Teachers union flunked the test as members bolted for Trump

by WorldTribune Staff, November 27, 2016

Teachers unions, who dumped $108.2 million into the 2016 political cycle (nearly all of which went to Democrats) are still trying to figure out how so many of their members joined the Trump revolution on Nov. 8.

More than one in three of the National Education Association’s (NEA’s) members voted for Trump. The NEA has more than 3 million members.

Donald Trump visits a classroom of first graders first-graders at the International Christian Academy in Las Vegas during the 2016 campaign.
Donald Trump visits first graders at the International Christian Academy in Las Vegas during the 2016 campaign.

About one in five members of the American Federation of Teachers (AFT) cast their ballots for Trump. The ATF represents about 1.6 million teachers and other workers.

Most of the USA’s largest labor unions endorsed Clinton as early as 2015, including NEA, AFT, the Service Employees International Union (SEIU), the International Brotherhood of Teamsters and the American Federation of State, County and Municipal Employees (AFSCME).

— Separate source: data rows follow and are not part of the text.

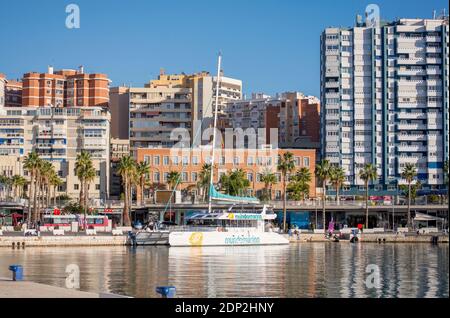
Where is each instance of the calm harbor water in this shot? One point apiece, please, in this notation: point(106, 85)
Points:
point(297, 270)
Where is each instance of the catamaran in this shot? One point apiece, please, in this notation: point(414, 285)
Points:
point(225, 228)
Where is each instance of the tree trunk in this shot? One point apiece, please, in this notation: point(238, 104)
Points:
point(324, 198)
point(142, 191)
point(35, 207)
point(367, 205)
point(409, 206)
point(54, 195)
point(284, 203)
point(30, 195)
point(48, 194)
point(337, 193)
point(86, 192)
point(126, 217)
point(81, 191)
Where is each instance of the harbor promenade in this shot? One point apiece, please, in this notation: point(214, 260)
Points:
point(27, 289)
point(15, 241)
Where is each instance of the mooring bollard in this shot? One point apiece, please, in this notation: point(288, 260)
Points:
point(166, 291)
point(17, 272)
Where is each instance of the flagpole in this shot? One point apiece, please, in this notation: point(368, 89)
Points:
point(214, 133)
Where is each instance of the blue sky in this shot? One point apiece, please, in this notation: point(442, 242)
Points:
point(272, 45)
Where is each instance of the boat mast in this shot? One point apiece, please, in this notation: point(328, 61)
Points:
point(214, 132)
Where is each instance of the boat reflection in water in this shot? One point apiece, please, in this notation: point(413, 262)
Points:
point(297, 270)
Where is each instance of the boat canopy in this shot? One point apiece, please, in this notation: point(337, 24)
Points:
point(232, 216)
point(426, 217)
point(215, 195)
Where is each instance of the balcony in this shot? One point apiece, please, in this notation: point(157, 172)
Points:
point(332, 95)
point(401, 72)
point(433, 38)
point(419, 61)
point(411, 126)
point(412, 148)
point(413, 115)
point(411, 137)
point(332, 84)
point(434, 60)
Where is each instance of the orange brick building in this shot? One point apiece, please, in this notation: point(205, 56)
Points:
point(254, 162)
point(65, 88)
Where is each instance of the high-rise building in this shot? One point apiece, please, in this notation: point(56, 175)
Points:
point(294, 115)
point(255, 163)
point(57, 135)
point(384, 96)
point(2, 89)
point(119, 148)
point(299, 121)
point(65, 88)
point(150, 115)
point(13, 93)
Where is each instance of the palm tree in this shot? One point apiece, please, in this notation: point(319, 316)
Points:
point(142, 170)
point(234, 182)
point(286, 165)
point(45, 172)
point(409, 173)
point(323, 172)
point(204, 179)
point(298, 187)
point(173, 178)
point(337, 179)
point(82, 165)
point(126, 168)
point(446, 175)
point(55, 182)
point(7, 184)
point(89, 177)
point(269, 178)
point(303, 177)
point(32, 163)
point(18, 182)
point(367, 174)
point(85, 171)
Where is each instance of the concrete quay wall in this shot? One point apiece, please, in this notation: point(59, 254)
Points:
point(42, 241)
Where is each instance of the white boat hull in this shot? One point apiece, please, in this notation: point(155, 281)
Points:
point(225, 238)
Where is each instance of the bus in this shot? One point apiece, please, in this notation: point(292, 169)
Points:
point(98, 222)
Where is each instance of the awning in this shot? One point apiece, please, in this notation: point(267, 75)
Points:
point(426, 217)
point(431, 192)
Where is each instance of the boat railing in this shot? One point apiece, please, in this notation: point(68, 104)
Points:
point(205, 228)
point(189, 228)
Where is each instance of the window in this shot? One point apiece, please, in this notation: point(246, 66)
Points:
point(305, 161)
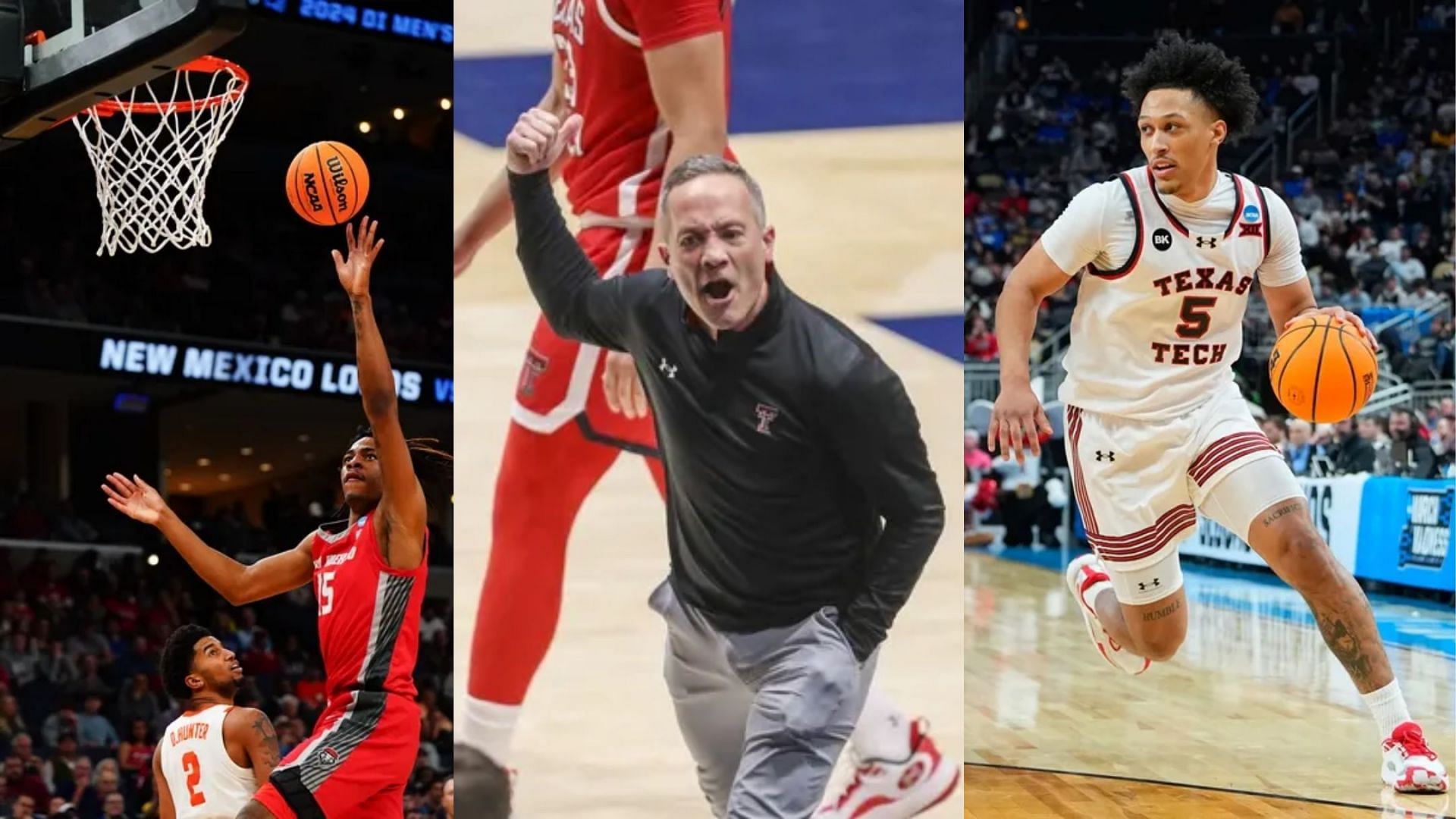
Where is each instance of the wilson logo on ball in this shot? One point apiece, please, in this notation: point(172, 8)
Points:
point(328, 184)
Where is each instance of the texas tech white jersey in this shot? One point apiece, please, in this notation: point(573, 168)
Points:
point(202, 779)
point(1158, 334)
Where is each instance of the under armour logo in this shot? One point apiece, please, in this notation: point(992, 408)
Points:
point(766, 416)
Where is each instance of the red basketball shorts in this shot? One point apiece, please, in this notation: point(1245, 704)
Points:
point(356, 764)
point(561, 379)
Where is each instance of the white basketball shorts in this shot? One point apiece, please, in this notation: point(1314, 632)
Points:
point(1139, 484)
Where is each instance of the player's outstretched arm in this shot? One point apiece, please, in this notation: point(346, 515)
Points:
point(159, 781)
point(400, 525)
point(492, 213)
point(1018, 416)
point(235, 582)
point(563, 279)
point(688, 86)
point(251, 730)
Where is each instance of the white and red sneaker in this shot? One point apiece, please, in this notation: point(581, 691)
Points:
point(884, 789)
point(1410, 764)
point(1084, 577)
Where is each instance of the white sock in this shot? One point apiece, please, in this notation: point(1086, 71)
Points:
point(1388, 706)
point(488, 727)
point(883, 730)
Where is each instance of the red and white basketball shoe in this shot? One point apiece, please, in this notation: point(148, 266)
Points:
point(1084, 577)
point(1410, 764)
point(886, 789)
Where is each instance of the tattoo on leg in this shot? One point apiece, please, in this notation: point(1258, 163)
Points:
point(1163, 613)
point(1345, 645)
point(1282, 512)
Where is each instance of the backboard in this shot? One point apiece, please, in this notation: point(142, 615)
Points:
point(58, 57)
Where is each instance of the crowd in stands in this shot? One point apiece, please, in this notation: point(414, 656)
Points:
point(1370, 191)
point(82, 704)
point(231, 529)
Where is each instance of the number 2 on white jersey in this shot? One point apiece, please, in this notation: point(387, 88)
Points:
point(325, 592)
point(194, 777)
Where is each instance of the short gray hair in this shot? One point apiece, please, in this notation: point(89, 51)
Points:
point(708, 165)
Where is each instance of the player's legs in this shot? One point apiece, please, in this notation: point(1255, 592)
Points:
point(1266, 504)
point(481, 784)
point(1147, 611)
point(546, 474)
point(1263, 502)
point(542, 483)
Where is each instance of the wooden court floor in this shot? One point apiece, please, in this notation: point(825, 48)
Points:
point(993, 792)
point(1254, 713)
point(867, 224)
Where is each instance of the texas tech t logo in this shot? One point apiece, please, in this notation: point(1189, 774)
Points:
point(766, 416)
point(530, 372)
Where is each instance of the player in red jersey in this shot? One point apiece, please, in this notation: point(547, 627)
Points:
point(650, 80)
point(369, 579)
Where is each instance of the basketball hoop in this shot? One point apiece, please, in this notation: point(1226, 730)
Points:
point(152, 150)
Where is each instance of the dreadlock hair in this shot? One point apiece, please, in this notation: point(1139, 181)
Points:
point(433, 465)
point(177, 661)
point(1203, 69)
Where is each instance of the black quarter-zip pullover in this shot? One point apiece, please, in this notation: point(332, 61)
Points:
point(795, 469)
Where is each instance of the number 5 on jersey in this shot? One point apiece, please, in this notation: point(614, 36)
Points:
point(325, 592)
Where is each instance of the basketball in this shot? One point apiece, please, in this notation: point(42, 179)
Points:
point(328, 183)
point(1321, 372)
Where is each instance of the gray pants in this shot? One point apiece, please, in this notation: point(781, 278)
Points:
point(764, 714)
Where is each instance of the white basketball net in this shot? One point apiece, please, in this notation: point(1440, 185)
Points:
point(152, 150)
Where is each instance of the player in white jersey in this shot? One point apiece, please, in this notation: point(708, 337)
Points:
point(215, 757)
point(1156, 428)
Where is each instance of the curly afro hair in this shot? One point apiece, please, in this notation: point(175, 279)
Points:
point(1215, 77)
point(177, 661)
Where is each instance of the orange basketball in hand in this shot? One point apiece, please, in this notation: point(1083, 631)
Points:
point(328, 183)
point(1323, 372)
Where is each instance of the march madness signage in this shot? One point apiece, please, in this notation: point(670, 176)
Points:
point(1426, 537)
point(77, 349)
point(1405, 534)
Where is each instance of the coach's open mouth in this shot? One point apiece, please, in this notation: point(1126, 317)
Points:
point(717, 292)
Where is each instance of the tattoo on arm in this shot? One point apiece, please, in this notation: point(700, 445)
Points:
point(359, 306)
point(1345, 645)
point(1163, 613)
point(1282, 512)
point(267, 741)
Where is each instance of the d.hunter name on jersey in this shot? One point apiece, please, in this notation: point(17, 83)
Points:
point(190, 730)
point(335, 560)
point(1194, 314)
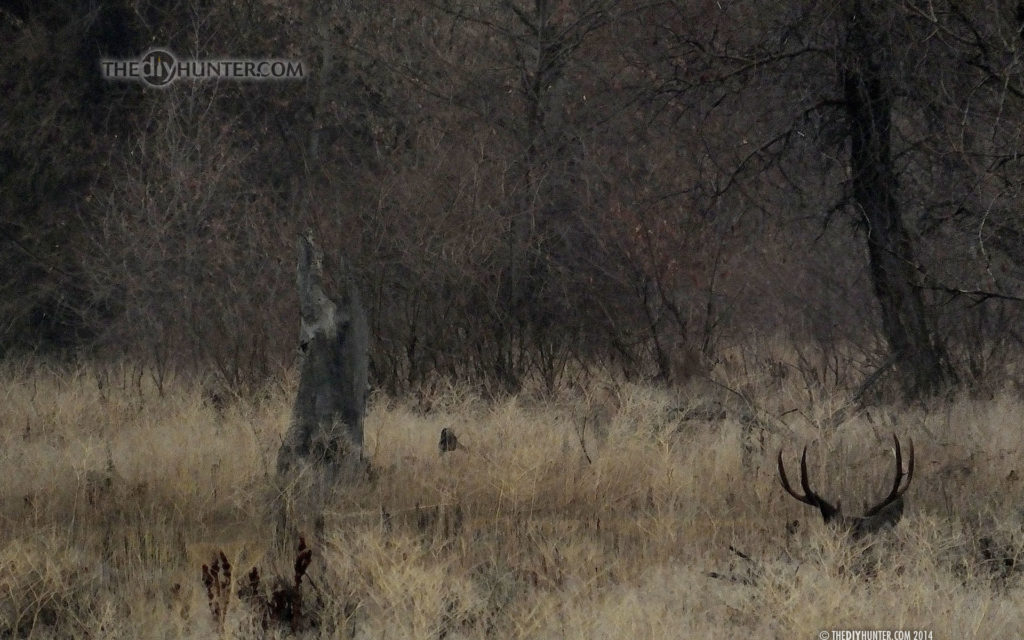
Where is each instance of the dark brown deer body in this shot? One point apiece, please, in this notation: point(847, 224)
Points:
point(886, 513)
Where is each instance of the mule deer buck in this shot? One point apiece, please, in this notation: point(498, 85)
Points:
point(886, 513)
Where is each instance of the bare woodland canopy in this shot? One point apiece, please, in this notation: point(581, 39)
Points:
point(526, 189)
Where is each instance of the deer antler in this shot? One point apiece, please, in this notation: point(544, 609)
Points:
point(886, 513)
point(828, 511)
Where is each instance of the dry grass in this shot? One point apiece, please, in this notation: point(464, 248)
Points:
point(113, 501)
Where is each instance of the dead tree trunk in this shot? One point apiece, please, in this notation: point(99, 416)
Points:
point(921, 359)
point(326, 434)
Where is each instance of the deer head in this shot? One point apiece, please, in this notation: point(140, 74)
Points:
point(886, 513)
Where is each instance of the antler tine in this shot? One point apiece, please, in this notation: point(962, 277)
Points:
point(896, 492)
point(909, 467)
point(785, 480)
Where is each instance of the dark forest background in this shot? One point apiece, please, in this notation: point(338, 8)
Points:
point(527, 190)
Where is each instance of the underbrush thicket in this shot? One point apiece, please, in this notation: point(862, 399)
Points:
point(611, 511)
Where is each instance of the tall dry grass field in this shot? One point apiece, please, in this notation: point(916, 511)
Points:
point(113, 498)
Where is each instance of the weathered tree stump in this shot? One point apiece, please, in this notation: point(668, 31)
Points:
point(326, 435)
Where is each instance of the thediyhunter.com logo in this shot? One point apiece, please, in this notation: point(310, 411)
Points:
point(159, 68)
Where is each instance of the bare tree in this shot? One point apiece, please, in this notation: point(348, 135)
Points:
point(327, 421)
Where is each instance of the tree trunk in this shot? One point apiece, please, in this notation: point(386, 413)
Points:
point(326, 435)
point(921, 358)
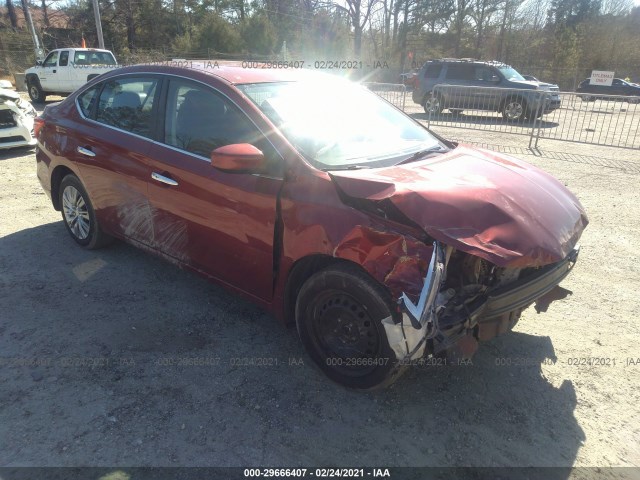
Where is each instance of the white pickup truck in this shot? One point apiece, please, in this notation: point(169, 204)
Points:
point(65, 70)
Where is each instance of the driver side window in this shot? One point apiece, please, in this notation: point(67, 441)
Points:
point(52, 60)
point(199, 120)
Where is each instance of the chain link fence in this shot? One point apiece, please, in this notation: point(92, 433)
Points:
point(604, 120)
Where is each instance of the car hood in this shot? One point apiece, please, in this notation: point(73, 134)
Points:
point(486, 204)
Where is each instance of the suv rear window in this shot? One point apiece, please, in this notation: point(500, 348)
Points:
point(460, 71)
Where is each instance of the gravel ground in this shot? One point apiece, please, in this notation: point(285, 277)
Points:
point(97, 353)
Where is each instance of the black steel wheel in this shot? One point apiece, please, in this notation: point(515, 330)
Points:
point(338, 315)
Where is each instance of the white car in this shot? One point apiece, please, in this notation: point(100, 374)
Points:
point(65, 70)
point(16, 120)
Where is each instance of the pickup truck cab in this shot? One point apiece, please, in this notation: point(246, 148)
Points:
point(66, 69)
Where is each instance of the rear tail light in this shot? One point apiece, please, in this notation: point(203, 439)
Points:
point(38, 123)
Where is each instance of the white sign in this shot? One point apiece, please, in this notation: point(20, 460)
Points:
point(600, 77)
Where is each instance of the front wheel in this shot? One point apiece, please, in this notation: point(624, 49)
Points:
point(514, 109)
point(78, 215)
point(36, 93)
point(433, 105)
point(339, 314)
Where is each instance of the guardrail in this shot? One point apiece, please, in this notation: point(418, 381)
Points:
point(605, 120)
point(394, 93)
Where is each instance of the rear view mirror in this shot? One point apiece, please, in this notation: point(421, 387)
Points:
point(238, 158)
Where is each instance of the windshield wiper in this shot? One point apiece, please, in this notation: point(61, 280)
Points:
point(422, 153)
point(345, 167)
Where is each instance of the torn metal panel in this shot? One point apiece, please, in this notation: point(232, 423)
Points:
point(395, 260)
point(407, 342)
point(485, 204)
point(419, 321)
point(16, 120)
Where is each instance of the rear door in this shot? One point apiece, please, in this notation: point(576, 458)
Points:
point(461, 74)
point(110, 147)
point(48, 74)
point(484, 95)
point(219, 223)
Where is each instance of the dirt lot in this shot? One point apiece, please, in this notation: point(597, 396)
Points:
point(97, 353)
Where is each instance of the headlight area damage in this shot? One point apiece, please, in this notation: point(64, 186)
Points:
point(490, 249)
point(448, 300)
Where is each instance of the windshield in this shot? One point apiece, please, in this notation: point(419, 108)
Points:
point(88, 57)
point(511, 73)
point(338, 124)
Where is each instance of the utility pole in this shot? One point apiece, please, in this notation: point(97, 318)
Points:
point(96, 12)
point(36, 42)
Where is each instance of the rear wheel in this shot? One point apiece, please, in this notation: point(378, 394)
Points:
point(339, 314)
point(78, 215)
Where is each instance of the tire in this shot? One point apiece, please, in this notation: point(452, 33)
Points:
point(78, 215)
point(36, 93)
point(514, 109)
point(339, 313)
point(433, 105)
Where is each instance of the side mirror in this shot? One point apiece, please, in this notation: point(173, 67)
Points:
point(238, 158)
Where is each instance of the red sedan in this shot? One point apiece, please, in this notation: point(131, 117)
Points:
point(318, 200)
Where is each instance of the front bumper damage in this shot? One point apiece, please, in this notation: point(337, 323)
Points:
point(488, 316)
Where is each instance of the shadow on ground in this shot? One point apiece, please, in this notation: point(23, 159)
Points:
point(115, 357)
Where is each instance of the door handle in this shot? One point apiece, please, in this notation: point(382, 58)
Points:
point(163, 179)
point(86, 152)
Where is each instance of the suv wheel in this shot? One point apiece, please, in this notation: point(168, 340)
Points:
point(514, 109)
point(35, 92)
point(433, 105)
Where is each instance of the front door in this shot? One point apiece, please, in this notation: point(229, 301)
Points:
point(219, 223)
point(111, 152)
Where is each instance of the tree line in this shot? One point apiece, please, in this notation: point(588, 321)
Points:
point(552, 37)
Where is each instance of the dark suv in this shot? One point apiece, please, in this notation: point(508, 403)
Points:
point(467, 84)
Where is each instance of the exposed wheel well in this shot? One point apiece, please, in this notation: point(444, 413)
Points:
point(300, 272)
point(56, 178)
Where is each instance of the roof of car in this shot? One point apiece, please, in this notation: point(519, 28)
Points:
point(495, 63)
point(234, 74)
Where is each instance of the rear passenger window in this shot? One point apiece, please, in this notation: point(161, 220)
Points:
point(484, 74)
point(127, 104)
point(433, 71)
point(461, 71)
point(87, 100)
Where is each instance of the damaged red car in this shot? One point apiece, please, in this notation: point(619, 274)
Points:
point(316, 199)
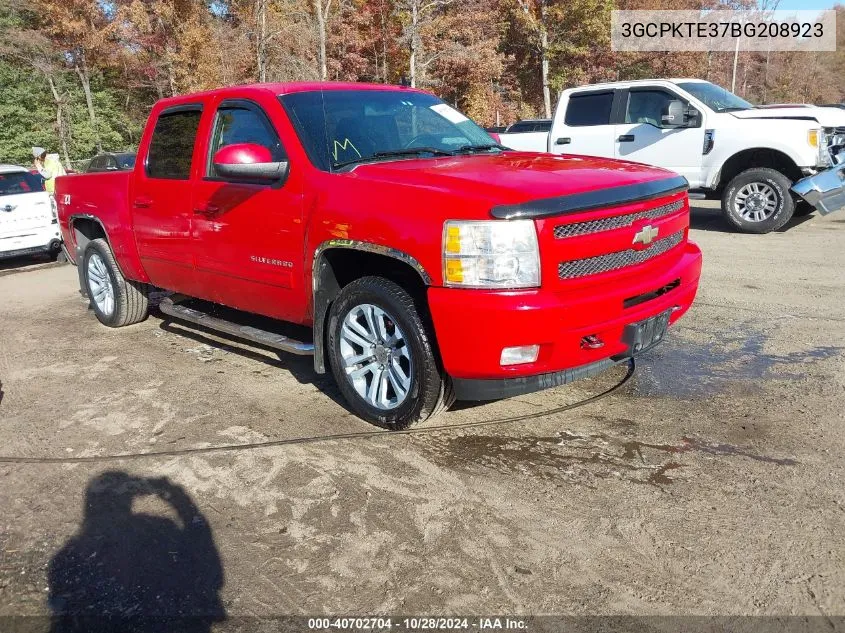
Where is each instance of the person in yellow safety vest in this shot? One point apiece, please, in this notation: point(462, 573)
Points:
point(49, 166)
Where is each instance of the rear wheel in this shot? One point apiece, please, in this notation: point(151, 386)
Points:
point(381, 355)
point(116, 301)
point(758, 200)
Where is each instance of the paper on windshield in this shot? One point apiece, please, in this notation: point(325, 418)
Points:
point(449, 113)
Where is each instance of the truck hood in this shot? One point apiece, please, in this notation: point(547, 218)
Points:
point(510, 177)
point(826, 117)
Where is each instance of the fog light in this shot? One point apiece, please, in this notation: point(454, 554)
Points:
point(519, 355)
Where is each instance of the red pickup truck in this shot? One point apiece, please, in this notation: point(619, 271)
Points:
point(425, 261)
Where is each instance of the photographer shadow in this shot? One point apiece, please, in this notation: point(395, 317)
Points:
point(132, 571)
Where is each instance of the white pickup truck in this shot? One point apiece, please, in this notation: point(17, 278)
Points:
point(766, 164)
point(28, 222)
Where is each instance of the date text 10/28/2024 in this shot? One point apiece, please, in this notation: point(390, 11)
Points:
point(423, 623)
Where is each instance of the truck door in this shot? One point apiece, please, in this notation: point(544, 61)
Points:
point(248, 236)
point(584, 126)
point(642, 137)
point(161, 200)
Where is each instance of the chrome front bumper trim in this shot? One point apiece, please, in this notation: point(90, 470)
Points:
point(825, 191)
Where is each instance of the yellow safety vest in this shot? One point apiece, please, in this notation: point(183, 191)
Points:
point(53, 166)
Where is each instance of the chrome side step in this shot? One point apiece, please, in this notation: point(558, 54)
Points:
point(251, 334)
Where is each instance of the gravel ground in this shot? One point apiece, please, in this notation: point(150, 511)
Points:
point(710, 484)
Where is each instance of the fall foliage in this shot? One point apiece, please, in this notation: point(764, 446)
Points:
point(79, 76)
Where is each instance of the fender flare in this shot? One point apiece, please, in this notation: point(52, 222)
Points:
point(325, 287)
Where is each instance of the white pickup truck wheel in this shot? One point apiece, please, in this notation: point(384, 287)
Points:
point(381, 355)
point(758, 200)
point(116, 301)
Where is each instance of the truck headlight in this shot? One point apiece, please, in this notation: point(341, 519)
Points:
point(491, 254)
point(818, 138)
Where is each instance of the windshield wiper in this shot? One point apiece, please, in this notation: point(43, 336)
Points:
point(469, 149)
point(409, 151)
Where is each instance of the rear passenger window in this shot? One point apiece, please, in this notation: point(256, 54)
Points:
point(172, 145)
point(589, 109)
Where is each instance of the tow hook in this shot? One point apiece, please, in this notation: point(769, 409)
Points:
point(591, 341)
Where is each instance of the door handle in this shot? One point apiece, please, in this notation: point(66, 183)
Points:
point(208, 209)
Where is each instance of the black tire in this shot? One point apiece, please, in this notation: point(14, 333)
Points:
point(430, 390)
point(784, 204)
point(131, 300)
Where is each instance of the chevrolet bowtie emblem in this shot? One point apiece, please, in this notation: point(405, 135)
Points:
point(646, 235)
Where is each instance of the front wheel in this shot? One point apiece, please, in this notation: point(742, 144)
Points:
point(758, 200)
point(382, 355)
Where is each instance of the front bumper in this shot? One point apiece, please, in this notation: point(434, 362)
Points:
point(825, 191)
point(473, 326)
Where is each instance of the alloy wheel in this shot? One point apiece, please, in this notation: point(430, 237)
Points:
point(100, 286)
point(376, 356)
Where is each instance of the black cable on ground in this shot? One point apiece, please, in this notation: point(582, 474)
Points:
point(319, 438)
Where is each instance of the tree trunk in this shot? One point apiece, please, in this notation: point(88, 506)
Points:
point(321, 35)
point(412, 61)
point(60, 120)
point(544, 61)
point(82, 70)
point(261, 48)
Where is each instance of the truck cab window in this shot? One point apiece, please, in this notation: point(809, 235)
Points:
point(343, 127)
point(172, 145)
point(589, 109)
point(647, 106)
point(235, 125)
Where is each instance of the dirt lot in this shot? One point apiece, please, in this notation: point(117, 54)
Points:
point(711, 483)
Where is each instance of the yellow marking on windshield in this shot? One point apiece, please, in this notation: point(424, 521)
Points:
point(344, 146)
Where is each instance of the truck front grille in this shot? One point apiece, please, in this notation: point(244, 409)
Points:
point(613, 261)
point(615, 222)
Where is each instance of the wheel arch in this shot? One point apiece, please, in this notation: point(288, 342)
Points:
point(339, 262)
point(757, 157)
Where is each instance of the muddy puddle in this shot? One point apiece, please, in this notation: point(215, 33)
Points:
point(586, 458)
point(686, 368)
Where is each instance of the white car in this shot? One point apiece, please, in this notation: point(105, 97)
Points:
point(766, 164)
point(28, 221)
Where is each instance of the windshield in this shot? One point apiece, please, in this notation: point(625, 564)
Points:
point(20, 182)
point(715, 97)
point(344, 127)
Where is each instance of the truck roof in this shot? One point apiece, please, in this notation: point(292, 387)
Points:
point(285, 88)
point(639, 82)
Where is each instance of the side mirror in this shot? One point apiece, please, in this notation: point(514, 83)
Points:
point(692, 117)
point(250, 162)
point(673, 114)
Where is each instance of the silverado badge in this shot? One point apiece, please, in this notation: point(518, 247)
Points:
point(646, 235)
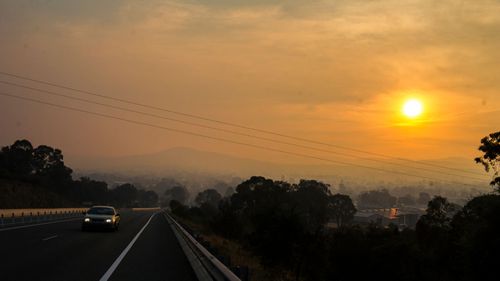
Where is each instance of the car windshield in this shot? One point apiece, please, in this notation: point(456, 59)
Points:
point(101, 211)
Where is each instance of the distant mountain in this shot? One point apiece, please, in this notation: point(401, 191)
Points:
point(182, 159)
point(177, 159)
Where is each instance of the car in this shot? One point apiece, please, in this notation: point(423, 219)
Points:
point(104, 217)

Despite all of the contributions and endorsements, Clinton won union households nationwide by just eight percentage points, exit polls show: 51 percent to Trump’s 43 percent.

Trump garnered more union support than any Republican since Ronald Reagan carved out a group of Democrats thereafter known as the “Reagan Democrat.”

Some union activists are going so far as to predict “an extinction level event” for unions as Republicans take control of both houses of Congress, the White House, and maybe even the Supreme Court if Trump follows through on campaign promises to appoint conservative-leaning justices.

“We underestimated the amount of anger and frustration among working people and especially white workers, both male and female, about their economic status,” said Lee Saunders, president of the AFL-CIO’s political committee.

AFT President Randi Weingarten attributed at least some of the reason for Clinton’s defeat to sexism.

“Frankly I was always concerned about whether the country was ready to have a female president,” she said. “There was an intensity of hatred that male political figures never get. So I think we’re never really going to understand it.”